Beyond Unit Tests: End-to-End Testing for Spark Workflows

Download Slides

As a Spark developer, do you want to quickly develop your Spark workflows? Do you want to test your workflows in a sandboxed environment similar to production? Do you want to write end-to-end tests for your workflows and add assertions on top of it? In just a few years, the number of users writing Spark jobs at LinkedIn have grown from tens to hundreds, and the number of jobs running every day has grown from hundreds to thousands. With the ever increasing number of users and jobs, it becomes crucial to reduce the development time for these jobs. It is also important to test these jobs thoroughly before they go to production. Currently, there is no way users can test their spark jobs end-to-end. The only way is to divide the spark jobs into functions and unit test the functions. We’ve tried to address these issues by creating a testing framework for Spark workflows. The testing framework enables the users to run their jobs in an environment similar to the production environment and on the data which is sampled from the original data.
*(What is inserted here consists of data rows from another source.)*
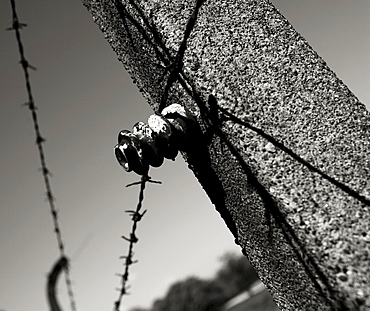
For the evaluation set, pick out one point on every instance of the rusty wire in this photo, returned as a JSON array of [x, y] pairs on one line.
[[16, 26], [136, 217]]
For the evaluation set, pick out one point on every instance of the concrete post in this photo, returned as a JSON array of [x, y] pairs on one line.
[[285, 153]]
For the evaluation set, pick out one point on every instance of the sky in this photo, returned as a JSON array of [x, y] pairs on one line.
[[84, 98]]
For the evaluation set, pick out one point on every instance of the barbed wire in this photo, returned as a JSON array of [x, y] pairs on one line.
[[16, 26], [136, 217], [177, 73]]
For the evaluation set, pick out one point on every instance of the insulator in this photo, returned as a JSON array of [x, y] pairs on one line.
[[147, 139], [129, 153], [183, 123], [164, 140]]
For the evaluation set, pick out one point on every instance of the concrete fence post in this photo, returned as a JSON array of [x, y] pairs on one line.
[[285, 152]]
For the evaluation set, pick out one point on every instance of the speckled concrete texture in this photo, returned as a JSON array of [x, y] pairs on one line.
[[262, 71]]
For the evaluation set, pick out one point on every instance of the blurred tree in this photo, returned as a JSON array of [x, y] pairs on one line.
[[192, 294], [235, 275]]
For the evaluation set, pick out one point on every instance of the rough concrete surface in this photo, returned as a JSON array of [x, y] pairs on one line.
[[308, 239]]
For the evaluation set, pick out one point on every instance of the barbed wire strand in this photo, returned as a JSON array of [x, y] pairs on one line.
[[177, 73], [136, 217], [16, 26]]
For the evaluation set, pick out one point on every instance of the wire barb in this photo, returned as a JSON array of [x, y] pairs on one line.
[[16, 26], [136, 217]]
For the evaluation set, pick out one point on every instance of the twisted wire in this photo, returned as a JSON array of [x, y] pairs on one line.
[[16, 26], [136, 217]]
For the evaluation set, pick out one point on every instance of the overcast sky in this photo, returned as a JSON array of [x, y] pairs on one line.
[[85, 98]]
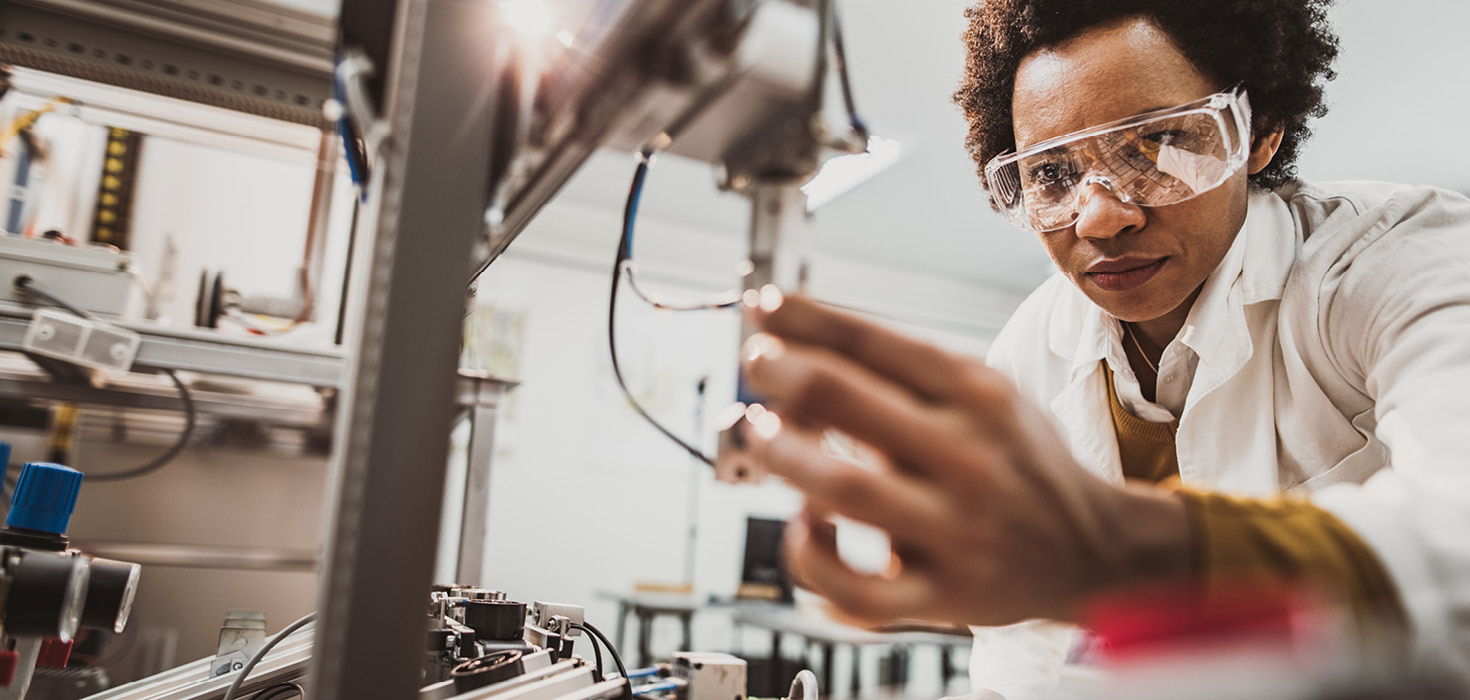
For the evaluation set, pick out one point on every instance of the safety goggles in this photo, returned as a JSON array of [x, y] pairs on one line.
[[1153, 159]]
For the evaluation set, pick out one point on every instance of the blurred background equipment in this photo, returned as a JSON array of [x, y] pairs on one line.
[[53, 596]]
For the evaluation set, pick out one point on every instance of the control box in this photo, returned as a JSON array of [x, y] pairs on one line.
[[96, 278]]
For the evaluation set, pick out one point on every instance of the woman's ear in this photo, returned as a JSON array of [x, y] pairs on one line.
[[1263, 150]]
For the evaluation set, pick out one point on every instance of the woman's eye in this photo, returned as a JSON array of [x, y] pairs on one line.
[[1164, 136], [1048, 174]]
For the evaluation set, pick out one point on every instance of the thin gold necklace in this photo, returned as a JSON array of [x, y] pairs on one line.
[[1128, 330]]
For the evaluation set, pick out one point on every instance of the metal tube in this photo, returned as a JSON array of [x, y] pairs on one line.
[[425, 211]]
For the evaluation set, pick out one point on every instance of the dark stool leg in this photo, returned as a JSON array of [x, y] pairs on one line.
[[828, 656], [773, 680], [622, 624], [644, 638]]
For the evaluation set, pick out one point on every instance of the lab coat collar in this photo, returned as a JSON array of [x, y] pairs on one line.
[[1253, 271]]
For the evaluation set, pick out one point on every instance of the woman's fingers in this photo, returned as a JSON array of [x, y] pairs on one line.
[[906, 508], [823, 388], [815, 562], [922, 368]]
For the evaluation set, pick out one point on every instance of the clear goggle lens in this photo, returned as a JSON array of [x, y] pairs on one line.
[[1156, 159]]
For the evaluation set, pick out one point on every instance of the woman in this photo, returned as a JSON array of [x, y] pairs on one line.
[[1219, 333]]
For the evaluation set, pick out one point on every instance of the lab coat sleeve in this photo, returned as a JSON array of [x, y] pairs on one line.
[[1023, 661], [1397, 322]]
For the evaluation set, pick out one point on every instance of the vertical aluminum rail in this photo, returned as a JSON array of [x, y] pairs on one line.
[[424, 218]]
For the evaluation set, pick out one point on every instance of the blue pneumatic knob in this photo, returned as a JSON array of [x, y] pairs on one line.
[[44, 499]]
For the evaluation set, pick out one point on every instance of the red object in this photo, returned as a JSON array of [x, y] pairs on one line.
[[1139, 624], [55, 653], [8, 662]]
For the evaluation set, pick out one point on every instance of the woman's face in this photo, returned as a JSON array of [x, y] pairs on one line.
[[1138, 263]]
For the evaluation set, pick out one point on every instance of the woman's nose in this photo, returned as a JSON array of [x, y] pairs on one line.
[[1104, 211]]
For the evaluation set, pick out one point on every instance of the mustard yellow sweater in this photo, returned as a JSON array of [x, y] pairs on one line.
[[1250, 538]]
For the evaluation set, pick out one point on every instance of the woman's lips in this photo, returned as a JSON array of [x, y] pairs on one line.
[[1126, 278]]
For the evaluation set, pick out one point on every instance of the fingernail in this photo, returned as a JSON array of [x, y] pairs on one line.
[[771, 299], [763, 346], [750, 299], [765, 424]]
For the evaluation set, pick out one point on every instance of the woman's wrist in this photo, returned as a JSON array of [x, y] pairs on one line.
[[1153, 538]]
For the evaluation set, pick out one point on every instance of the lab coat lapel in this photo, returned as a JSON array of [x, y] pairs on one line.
[[1082, 406], [1226, 434]]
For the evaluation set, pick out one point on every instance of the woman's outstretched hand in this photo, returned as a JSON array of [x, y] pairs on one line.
[[991, 519]]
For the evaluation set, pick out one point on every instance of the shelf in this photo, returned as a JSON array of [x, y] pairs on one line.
[[243, 55]]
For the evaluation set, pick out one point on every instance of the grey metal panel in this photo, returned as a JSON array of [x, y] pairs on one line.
[[208, 352], [482, 396], [240, 55], [427, 208]]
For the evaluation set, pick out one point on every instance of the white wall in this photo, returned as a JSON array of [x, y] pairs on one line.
[[585, 496]]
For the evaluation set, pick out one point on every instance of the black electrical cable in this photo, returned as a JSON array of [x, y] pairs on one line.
[[625, 250], [597, 653], [612, 650], [840, 52], [190, 421], [280, 690], [240, 680], [27, 284]]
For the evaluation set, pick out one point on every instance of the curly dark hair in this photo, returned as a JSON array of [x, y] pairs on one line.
[[1282, 50]]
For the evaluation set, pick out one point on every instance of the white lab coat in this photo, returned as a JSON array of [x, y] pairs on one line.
[[1328, 356]]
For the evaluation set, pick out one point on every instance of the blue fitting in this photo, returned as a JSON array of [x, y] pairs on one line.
[[44, 497]]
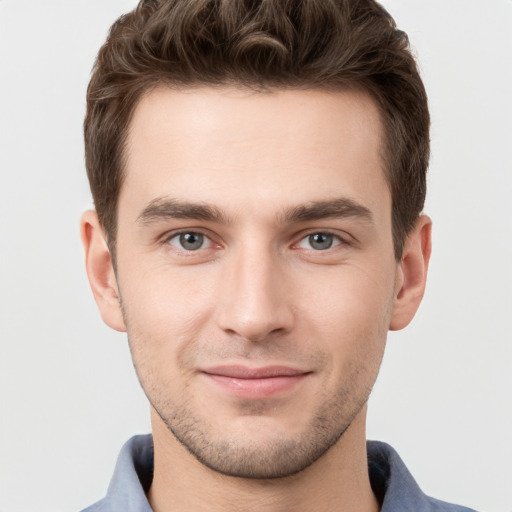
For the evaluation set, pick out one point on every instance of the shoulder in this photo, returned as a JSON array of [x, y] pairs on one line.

The testing framework consists of a test deployment system, a data generation pipeline to generate the sampled data, a data management system to help users manage and search the sampled data and an assertion engine to validate the test output. In this talk, we will discuss the motivation behind the testing framework before deep diving into its design. We will further discuss how the testing framework is helping the Spark users at LinkedIn to be more productive.
Session hashtag: #EUde12



« back
About Anant Nag

Anant Nag is a Senior Software Engineer at LinkedIn. He has worked on multiple projects involved in the Hadoop workflow lifecycle. He's one of the core developers of popular open source projects—Dr.Elephant and Linkedin Gradle plugin for Apache Hadoop. Currently, Anant is focussing on increasing Hadoop developer productivity at LinkedIn. He's working on an end-to-end testing framework for Spark workflows. Anant holds a Masters in Computer Science from Indian Institute of Technology(IIT), Madras.

About Shankar Manian

Shankar leads the Engineering at Recko. Recko has built a Financial Operations Platform and provide data reconciliation as a service to modern internet companies. In a career spanning 20+ years, he has built a variety of distributed systems. Before Recko, He was leading the Financial Engineering At Flipkart, the leading e-commerce company in India. This work is developed during his stint there. At LinkedIn, he led the optimization and productivity improvements of their Hadoop platform. Before that, he was with Microsoft, where he helped build the middle tier platform for Bing Search and a highly successful distributed test automation for Windows clusters. Many of his recent works are presented in major industry conferences like Kafka Summit, Spark Summit, DataWorks summit and many big data meetups in Bangalore and Bay Area.